Distinctions: Marina Girju – Assistant Professor, Marketing


I’m Marina Girju. I’m Professor of Marketing
at DePaul University. I started with a background in computer science. However, for me, the value comes from actually
having the business knowledge. I worked for one of the biggest companies
in the US and the leader in the snack industry also for one of the biggest research [companies]
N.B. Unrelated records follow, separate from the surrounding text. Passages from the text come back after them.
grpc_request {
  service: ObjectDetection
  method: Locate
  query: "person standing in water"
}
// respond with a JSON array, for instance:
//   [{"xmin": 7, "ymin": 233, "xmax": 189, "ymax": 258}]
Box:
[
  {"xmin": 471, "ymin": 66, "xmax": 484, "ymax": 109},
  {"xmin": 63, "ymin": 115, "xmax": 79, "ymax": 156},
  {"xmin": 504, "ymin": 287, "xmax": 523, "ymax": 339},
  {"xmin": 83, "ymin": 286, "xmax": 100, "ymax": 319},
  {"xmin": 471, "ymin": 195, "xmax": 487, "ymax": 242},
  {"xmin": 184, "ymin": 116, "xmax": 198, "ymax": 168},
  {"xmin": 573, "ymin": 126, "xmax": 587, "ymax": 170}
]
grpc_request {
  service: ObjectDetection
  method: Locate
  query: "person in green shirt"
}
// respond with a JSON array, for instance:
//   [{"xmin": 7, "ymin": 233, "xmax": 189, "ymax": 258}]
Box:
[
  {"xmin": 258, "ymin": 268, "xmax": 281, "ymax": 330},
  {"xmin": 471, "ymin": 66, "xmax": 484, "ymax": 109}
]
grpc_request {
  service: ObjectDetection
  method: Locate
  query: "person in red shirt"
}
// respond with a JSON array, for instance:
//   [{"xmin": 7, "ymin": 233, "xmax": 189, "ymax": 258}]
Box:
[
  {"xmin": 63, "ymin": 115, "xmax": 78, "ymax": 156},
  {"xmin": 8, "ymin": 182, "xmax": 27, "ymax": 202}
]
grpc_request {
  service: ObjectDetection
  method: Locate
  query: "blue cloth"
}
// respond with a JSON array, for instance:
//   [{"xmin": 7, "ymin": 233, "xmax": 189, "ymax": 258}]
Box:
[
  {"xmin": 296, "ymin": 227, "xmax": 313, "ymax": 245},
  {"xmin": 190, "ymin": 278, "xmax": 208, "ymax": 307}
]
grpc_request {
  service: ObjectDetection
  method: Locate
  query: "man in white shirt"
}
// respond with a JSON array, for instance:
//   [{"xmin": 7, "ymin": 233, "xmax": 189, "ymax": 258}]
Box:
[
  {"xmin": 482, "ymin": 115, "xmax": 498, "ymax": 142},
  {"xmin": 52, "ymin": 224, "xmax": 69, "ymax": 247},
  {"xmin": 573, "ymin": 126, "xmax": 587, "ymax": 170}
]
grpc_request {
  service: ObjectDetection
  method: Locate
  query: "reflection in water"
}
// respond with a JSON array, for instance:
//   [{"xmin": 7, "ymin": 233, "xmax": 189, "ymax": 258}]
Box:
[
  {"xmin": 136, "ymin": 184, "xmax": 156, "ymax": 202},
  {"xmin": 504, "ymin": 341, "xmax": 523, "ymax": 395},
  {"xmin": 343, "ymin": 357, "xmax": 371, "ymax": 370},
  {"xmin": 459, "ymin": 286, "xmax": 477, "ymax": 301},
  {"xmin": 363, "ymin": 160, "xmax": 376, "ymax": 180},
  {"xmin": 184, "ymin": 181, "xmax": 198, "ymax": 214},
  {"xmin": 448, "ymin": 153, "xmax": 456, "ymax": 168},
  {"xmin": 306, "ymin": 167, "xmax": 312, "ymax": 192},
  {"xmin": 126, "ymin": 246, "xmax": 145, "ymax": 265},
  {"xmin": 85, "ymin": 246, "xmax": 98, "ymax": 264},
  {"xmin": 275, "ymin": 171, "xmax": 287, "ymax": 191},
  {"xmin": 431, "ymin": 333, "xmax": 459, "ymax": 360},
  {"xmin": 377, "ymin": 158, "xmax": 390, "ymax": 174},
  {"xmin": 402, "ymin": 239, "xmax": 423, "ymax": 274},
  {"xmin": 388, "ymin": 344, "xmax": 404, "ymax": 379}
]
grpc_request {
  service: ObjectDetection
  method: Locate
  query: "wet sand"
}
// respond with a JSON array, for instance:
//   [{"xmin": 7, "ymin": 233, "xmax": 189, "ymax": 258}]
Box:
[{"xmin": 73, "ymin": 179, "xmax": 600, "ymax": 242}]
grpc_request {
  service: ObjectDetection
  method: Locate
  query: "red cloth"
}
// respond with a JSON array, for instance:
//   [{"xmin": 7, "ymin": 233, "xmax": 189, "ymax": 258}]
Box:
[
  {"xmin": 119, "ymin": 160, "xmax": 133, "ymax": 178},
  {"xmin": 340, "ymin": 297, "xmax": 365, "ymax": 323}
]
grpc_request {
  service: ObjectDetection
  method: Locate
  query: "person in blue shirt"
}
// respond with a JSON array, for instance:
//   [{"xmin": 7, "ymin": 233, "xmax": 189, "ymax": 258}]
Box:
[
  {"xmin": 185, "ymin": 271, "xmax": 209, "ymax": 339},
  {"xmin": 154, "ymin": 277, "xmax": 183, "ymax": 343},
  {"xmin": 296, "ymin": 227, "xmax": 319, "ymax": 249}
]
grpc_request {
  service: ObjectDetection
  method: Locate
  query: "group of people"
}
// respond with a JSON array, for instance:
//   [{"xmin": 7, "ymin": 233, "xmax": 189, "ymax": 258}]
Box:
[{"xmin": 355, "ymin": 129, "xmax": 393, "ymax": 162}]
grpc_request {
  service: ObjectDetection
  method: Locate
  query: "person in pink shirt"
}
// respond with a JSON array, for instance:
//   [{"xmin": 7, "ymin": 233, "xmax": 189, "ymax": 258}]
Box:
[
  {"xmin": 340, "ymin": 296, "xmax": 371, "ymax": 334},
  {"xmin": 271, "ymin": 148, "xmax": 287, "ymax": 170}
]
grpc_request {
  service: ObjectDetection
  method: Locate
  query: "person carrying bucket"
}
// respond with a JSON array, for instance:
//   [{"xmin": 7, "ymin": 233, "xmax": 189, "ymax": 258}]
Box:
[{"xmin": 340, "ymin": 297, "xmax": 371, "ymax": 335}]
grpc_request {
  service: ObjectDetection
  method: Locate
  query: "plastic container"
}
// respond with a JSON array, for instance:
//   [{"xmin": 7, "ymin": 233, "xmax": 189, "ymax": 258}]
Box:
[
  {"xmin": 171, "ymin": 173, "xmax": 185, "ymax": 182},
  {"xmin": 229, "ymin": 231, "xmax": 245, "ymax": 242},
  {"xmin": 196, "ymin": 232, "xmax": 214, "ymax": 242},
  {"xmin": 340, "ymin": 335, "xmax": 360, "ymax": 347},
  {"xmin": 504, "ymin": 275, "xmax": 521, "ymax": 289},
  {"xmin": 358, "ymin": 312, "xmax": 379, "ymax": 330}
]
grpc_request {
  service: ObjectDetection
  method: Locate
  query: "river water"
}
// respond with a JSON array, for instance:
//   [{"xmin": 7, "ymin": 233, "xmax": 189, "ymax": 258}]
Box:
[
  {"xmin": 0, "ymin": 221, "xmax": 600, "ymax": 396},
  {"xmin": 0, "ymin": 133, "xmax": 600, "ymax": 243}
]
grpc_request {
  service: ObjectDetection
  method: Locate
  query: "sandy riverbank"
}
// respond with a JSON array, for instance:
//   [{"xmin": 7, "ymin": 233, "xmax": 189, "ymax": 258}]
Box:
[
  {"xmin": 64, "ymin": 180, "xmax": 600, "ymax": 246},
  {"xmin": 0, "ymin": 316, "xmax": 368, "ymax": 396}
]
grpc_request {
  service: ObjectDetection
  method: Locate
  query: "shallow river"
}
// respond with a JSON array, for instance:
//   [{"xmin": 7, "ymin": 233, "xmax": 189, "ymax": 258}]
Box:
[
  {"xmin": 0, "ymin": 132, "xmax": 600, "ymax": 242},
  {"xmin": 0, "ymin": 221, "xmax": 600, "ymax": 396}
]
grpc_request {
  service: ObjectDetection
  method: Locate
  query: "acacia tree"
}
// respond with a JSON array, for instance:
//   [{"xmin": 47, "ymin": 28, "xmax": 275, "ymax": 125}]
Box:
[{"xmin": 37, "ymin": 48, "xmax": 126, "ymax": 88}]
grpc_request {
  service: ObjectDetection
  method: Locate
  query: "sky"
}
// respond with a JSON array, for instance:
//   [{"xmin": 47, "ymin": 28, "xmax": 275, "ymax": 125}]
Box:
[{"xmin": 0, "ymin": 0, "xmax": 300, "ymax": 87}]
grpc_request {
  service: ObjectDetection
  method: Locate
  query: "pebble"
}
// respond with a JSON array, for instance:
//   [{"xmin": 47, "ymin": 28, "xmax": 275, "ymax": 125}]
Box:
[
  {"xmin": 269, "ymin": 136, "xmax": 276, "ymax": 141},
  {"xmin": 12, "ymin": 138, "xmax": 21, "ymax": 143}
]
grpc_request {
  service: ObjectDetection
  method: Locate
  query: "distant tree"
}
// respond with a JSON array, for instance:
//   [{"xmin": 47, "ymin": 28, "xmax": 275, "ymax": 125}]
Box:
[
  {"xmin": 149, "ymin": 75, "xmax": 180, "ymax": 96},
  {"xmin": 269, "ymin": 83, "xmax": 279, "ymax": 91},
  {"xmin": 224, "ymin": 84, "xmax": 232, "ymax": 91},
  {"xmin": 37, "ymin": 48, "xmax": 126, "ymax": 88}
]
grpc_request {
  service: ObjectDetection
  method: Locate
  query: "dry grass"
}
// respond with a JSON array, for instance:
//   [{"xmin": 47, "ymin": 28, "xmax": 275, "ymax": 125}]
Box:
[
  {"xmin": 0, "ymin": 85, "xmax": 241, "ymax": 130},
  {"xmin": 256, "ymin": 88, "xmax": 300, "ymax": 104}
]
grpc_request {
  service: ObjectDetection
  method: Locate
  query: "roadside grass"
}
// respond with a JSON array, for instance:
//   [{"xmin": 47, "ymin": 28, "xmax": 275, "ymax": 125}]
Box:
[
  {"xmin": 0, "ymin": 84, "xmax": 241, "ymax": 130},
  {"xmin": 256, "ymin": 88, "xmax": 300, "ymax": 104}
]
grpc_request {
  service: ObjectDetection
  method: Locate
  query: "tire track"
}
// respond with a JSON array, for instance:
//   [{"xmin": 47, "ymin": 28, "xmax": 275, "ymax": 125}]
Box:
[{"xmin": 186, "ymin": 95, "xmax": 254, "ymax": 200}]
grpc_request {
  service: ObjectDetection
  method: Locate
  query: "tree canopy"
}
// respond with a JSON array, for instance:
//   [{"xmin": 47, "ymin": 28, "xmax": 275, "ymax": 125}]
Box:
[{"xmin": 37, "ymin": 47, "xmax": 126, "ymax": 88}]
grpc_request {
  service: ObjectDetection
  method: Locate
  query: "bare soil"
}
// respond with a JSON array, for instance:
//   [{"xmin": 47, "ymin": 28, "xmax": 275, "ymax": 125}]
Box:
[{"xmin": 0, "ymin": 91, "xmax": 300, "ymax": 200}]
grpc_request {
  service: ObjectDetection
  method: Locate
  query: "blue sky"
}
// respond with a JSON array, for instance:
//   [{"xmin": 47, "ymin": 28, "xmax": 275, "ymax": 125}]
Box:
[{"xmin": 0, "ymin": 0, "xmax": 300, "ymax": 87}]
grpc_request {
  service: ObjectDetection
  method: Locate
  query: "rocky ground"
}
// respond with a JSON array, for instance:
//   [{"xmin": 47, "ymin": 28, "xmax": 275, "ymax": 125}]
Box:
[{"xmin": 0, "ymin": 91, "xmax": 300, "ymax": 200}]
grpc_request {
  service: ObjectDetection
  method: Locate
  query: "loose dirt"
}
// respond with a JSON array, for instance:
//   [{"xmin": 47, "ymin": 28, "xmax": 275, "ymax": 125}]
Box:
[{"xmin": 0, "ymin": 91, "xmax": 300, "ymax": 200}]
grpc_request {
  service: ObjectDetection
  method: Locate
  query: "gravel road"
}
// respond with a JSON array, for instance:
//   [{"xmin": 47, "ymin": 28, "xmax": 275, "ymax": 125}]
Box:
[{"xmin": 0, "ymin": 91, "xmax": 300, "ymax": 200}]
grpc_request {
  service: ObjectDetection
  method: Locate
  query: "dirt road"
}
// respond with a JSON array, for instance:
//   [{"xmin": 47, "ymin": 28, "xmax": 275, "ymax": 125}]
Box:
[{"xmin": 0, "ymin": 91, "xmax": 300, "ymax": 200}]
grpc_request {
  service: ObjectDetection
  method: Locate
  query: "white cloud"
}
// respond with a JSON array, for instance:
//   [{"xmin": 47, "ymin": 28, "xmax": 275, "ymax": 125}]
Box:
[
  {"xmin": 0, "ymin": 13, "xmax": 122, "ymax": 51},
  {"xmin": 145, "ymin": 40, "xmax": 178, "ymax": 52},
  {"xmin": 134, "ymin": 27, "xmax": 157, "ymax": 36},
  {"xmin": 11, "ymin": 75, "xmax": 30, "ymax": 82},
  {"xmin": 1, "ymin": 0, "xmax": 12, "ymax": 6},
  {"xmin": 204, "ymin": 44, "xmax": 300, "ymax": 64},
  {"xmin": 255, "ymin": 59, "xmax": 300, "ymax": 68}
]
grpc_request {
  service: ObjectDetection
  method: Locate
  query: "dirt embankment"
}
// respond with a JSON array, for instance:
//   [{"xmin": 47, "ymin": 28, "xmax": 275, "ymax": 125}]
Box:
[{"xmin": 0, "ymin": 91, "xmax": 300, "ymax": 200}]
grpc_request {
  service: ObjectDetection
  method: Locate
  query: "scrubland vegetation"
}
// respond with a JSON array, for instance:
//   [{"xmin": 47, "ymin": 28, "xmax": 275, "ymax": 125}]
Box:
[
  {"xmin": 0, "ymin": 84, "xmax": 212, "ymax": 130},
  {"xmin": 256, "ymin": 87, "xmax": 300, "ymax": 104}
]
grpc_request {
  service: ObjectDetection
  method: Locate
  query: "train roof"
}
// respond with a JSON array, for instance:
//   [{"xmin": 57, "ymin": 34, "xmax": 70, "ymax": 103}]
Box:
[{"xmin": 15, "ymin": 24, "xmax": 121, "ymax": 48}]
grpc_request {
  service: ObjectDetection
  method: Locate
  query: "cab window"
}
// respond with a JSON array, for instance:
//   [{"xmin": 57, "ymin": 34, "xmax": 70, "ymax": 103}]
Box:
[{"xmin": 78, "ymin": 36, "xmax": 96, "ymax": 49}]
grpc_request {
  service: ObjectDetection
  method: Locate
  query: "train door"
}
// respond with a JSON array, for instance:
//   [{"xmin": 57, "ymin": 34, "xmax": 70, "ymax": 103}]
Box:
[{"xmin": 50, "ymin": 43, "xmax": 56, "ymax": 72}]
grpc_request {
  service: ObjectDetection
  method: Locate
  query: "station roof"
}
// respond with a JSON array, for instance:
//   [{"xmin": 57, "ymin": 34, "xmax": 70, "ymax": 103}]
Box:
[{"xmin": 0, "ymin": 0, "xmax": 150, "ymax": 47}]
in the US market. The whole work was about finding a story—why consumers do what they
do and therefore what should the company do? It helps me approach teaching and presenting
the material from a more practical—much more practical angle. Given the experiences in the work place, I
can come up with problems and scenarios for students that are not theory based, rather
application of the theory. Our students get programming skills in addition
to business skills—marketing skills. In our classes—Big Data classes, analytics
classes—I have the students focus on programing and also business strategy, analytics, and
how to put the two together. We work together on doing research and then
the goal is to actually write a research paper and publish it in various journals. In that process, students acquire these skills
and they have this real life experience that they can use when they look for a job.